Philippe Parreno lives and works in Paris, France. He studied at the École des Beaux-Arts, Grenoble and the Insitut des Hautes Études en Arts Plastiques at the Palais de Tokyo, Paris. He works in a diverse range of media including film, sculpture, drawing and text, through which ideas relating to time and duration permeate.
Philip Pearlstein (1924–2022) was an American painter best known for modernist realism nudes. Cited by critics as the preeminent figure painter of the 1960s to 2000s, he led a revival in Realist art. Pearlstein has written many articles for major art journals and his contribution to contemporary art is acknowledged by his many awards and honours. His paintings are held in collections of over 70 public art museums including the Art Institute of Chicago; the Metropolitan Museum of Art, New York; MoMA, New York and the Whitney Museum of American Art, New York.

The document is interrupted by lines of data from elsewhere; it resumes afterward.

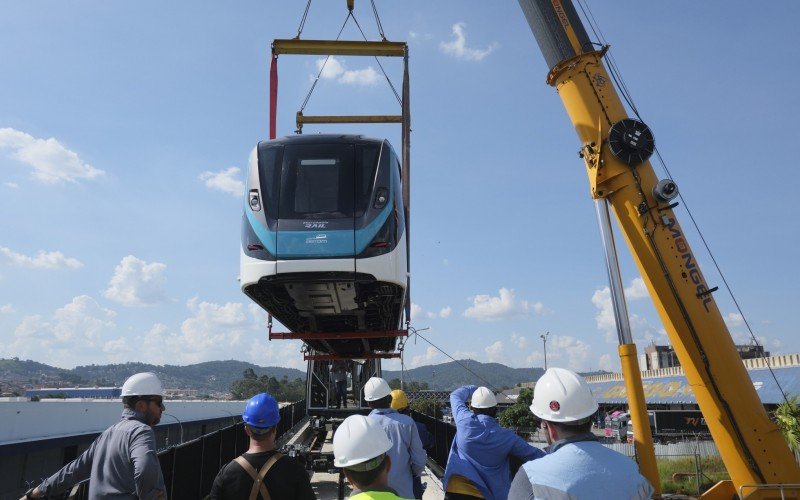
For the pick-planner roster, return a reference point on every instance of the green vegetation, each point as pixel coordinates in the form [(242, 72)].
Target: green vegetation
[(452, 375), (679, 475), (283, 390), (519, 415), (787, 416), (430, 407)]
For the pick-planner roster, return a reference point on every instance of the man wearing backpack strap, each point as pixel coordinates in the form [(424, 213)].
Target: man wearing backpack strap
[(262, 472)]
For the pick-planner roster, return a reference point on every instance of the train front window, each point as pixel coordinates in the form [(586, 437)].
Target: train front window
[(327, 180)]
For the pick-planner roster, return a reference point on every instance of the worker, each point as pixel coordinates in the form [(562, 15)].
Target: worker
[(577, 465), (122, 462), (363, 450), (400, 403), (262, 472), (408, 456), (339, 377), (478, 465)]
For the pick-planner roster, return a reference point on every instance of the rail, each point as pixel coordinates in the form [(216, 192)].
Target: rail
[(189, 469)]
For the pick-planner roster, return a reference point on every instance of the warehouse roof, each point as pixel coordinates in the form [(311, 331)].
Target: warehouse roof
[(675, 389)]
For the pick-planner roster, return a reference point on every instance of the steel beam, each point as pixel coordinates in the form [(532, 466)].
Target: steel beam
[(333, 357), (336, 335), (339, 47)]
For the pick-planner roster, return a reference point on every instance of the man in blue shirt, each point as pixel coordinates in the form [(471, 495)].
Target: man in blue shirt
[(478, 465), (577, 466), (407, 456)]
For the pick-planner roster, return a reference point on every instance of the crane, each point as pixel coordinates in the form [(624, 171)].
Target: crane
[(615, 149)]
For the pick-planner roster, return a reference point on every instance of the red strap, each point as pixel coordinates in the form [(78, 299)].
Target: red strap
[(273, 95)]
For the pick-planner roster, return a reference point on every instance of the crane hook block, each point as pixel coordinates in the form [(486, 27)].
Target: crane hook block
[(631, 141)]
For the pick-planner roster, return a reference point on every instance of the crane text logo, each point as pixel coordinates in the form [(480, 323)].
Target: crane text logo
[(689, 262)]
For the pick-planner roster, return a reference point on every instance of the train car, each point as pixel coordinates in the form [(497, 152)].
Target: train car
[(323, 238)]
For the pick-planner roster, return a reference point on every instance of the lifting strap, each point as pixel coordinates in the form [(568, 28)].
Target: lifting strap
[(273, 95), (258, 477)]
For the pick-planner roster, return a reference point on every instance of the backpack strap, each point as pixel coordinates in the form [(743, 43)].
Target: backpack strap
[(258, 477)]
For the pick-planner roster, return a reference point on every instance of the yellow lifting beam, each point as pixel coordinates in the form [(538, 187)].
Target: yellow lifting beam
[(339, 48), (303, 119)]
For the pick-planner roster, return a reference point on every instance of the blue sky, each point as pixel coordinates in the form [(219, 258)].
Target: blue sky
[(125, 129)]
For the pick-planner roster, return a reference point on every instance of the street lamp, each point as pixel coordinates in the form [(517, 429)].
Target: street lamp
[(179, 425), (544, 344)]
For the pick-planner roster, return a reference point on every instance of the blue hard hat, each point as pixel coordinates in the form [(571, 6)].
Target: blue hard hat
[(261, 411)]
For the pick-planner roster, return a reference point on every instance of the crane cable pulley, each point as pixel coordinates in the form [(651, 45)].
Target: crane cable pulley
[(338, 35)]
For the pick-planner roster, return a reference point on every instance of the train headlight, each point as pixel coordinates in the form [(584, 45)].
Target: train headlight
[(255, 200), (381, 197)]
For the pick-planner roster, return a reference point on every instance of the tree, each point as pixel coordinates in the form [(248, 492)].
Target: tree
[(519, 415), (787, 416), (430, 407)]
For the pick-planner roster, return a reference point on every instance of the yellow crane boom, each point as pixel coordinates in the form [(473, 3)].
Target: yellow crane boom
[(615, 149)]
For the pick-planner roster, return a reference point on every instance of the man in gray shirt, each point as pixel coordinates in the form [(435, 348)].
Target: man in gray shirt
[(122, 462)]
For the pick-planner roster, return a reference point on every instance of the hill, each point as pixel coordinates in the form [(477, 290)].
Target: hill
[(208, 377), (449, 376)]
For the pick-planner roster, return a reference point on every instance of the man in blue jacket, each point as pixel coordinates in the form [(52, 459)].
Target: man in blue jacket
[(407, 456), (478, 465), (577, 466)]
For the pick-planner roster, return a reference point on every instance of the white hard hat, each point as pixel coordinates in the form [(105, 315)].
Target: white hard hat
[(376, 388), (142, 384), (562, 395), (358, 441), (483, 398)]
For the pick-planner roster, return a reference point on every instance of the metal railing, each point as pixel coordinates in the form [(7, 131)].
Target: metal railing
[(189, 469)]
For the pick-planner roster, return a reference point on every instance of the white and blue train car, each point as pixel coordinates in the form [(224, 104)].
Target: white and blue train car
[(324, 237)]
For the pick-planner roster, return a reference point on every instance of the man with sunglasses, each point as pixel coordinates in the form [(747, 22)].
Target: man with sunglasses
[(122, 462)]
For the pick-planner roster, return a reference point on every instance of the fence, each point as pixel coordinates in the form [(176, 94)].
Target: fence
[(189, 469)]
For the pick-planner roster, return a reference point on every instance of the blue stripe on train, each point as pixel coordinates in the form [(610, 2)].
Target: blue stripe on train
[(310, 244)]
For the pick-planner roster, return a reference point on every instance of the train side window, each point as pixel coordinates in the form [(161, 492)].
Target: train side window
[(269, 167)]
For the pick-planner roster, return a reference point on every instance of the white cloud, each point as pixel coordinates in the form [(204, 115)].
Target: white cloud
[(504, 306), (641, 328), (457, 47), (459, 355), (334, 69), (117, 346), (734, 320), (431, 356), (136, 283), (519, 341), (494, 352), (42, 260), (50, 161), (225, 180), (416, 311), (564, 347), (74, 334)]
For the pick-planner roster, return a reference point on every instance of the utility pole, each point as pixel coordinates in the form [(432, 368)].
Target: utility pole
[(544, 344)]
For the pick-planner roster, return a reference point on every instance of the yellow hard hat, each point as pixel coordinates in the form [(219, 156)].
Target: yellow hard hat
[(399, 399)]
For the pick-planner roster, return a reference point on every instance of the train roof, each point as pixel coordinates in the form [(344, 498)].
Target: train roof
[(323, 139)]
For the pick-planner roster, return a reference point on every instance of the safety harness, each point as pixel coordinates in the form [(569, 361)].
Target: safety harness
[(258, 477)]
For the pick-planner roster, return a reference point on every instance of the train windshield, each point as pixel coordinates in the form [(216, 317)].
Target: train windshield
[(329, 181)]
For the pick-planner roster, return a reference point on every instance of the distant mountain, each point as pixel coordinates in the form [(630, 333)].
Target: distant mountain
[(449, 376), (217, 376), (209, 377)]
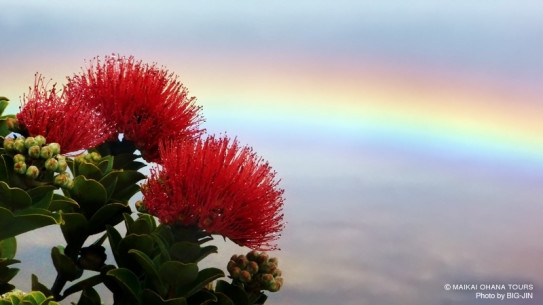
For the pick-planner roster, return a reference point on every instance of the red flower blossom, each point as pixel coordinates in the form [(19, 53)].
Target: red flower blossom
[(71, 123), (147, 104), (220, 187)]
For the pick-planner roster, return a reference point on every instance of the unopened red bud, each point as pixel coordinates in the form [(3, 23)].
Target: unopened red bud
[(8, 144), (140, 207), (20, 167), (62, 165), (34, 152), (46, 152), (18, 158), (32, 172), (55, 148), (252, 267), (244, 276), (40, 140), (51, 164)]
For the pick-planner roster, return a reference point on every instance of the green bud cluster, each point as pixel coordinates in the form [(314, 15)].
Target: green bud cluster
[(35, 158), (256, 271), (92, 157)]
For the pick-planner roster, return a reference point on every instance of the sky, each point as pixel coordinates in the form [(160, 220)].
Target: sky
[(407, 134)]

Bruno Serralongue (b. 1968) has developed a distinctive body of work that questions the truth of photographic representation and how images are produced, disseminated and circulated in contemporary contexts. He pursues traces of media events that marked key moments in regions facing geopolitical changes: global economic and social forums, celebrations of new independent nations such as Kosovo and South Sudan in the aftermaths of civil wars, strikes and labour conflicts. Instead of seeking spectacular images of these events in the voyeuristic and dramatic style of the photojournalists, Serralongue captures angles normally excluded from the mainstream media’s framing of ‘reality’ and surmounts considerable difficulties to cover events in his independent manner. Through images such as campfires in the campsite of striking workers at the New Fabris factory in Châtellerault, France, Serralongue symbolizes rage and determination in the face of exploitation and oppression.
Robert Storr is a renowned art critic, curator and artist. He has written widely on art and has interviewed some of the world's leading artists. Storr's writing has appeared in countless books and exhibition catalogues as well as in Art in America, Artforum, Parkett and ARTnews. He has curated exhibitions internationally and was the first American-born Artistic Director of the Venice Biennale.
Stephen Webster is an English jewellery designer based in London. He has won UK Jewellery Designer of the Year numerous times and in 2013 was awarded an MBE for services to the British jewellery industry. Working from his studio in Mayfair, Webster sells his work internationally to a number of high profile and celebrity clients. His unique style of design reflects a myriad of influences, from his punk background to his literary heroes.